Acute lymphoblastic leukemia (ALL) is the most common malignancy in children. Although survival rates have improved, patients
with certain biological subtypes still have suboptimal outcomes. Current chemotherapeutic regimens are associated with short-
and long-term toxicities and novel, less toxic therapeutic strategies are needed. Mer receptor tyrosine kinase is ectopically
expressed in ALL patient samples and cell lines. Inhibition of Mer expression reduces pro-survival signaling, increases chemosensitivity,
and delays development of leukemia in vivo suggesting that Mer tyrosine kinase inhibitors are excellent candidates for targeted
therapies. Brain and spinal tumors are the second most common malignancies in childhood. Multiple chemotherapy approaches
and radiation have been attempted, yet overall survival remains dismal. Mer is also abnormally expressed in atypical teratoid/rhabdoid
tumors (ATRT), providing a rationale for targeting Mer as a therapeutic strategy. We have previously described UNC569, the
first small molecule Mer inhibitor. This manuscript describes the biochemical and biological effects of UNC569 in ALL and
ATRT. UNC569 inhibited Mer activation and downstream signaling through ERK1/2 and AKT, determined by western blot analysis.

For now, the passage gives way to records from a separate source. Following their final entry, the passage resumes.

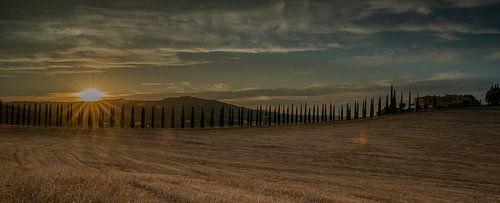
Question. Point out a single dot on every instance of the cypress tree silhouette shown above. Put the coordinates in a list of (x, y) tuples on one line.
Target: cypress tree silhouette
[(28, 119), (434, 106), (50, 115), (425, 102), (333, 113), (342, 112), (386, 110), (409, 101), (309, 120), (314, 114), (18, 109), (57, 115), (202, 118), (46, 120), (212, 118), (172, 118), (23, 119), (296, 115), (182, 117), (269, 114), (192, 117), (221, 119), (364, 108), (401, 103), (132, 118), (250, 117), (162, 116), (372, 107), (1, 112), (112, 117), (287, 115), (153, 122), (143, 117)]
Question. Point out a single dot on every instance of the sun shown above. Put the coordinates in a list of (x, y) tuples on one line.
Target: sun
[(90, 95)]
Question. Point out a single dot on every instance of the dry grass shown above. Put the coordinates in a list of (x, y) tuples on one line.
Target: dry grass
[(437, 156)]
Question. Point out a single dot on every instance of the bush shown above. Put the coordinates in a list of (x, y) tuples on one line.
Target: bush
[(493, 95)]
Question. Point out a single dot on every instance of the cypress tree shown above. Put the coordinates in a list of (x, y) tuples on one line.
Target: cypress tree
[(112, 118), (122, 116), (23, 120), (434, 106), (57, 115), (401, 103), (212, 118), (425, 102), (143, 117), (182, 117), (372, 106), (172, 118), (309, 115), (250, 117), (192, 117), (301, 114), (202, 118), (132, 118), (333, 115), (28, 119), (342, 112), (153, 122), (386, 110), (314, 114), (1, 112), (221, 121), (162, 116), (409, 101), (50, 115)]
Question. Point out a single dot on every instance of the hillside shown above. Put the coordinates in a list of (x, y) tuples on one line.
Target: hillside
[(450, 155)]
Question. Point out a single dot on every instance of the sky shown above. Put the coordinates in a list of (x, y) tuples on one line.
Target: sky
[(247, 52)]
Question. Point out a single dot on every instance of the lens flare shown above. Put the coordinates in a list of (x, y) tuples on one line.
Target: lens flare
[(90, 95)]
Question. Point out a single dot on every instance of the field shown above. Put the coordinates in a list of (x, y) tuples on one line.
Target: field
[(449, 155)]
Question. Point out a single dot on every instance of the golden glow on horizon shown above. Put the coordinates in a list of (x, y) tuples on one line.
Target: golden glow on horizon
[(90, 95)]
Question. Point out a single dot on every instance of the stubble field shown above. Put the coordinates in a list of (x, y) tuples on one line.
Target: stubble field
[(449, 155)]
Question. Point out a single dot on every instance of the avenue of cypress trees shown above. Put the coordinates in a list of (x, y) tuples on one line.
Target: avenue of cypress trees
[(192, 117), (212, 118), (172, 117), (122, 116), (182, 117), (162, 116), (202, 118), (143, 117), (132, 118), (153, 117)]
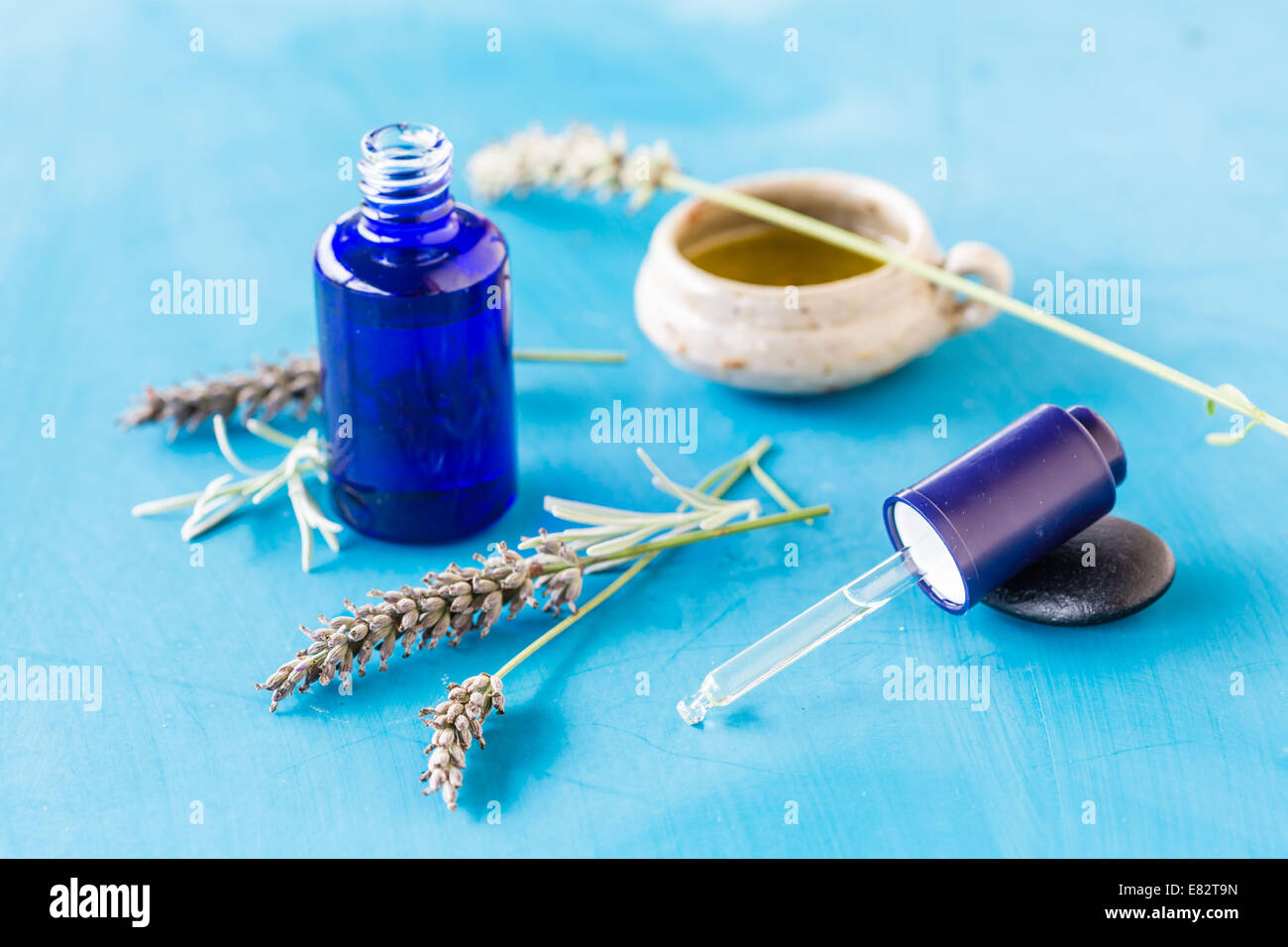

Treatment with UNC569 reduced proliferation/survival in liquid culture, decreased colony formation in methylcellulose/soft
agar, and increased sensitivity to cytotoxic chemotherapies. MYC transgenic zebrafish with T-ALL were treated with UNC569
(4 µM for 2 weeks). Fluorescence was quantified as indicator of the distribution of lymphoblasts, which express Mer and enhanced
green fluorescent protein. UNC569 induced >50% reduction in tumor burden compared to vehicle- and mock-treated fish. These
data support further development of Mer inhibitors as effective therapies in ALL and ATRT.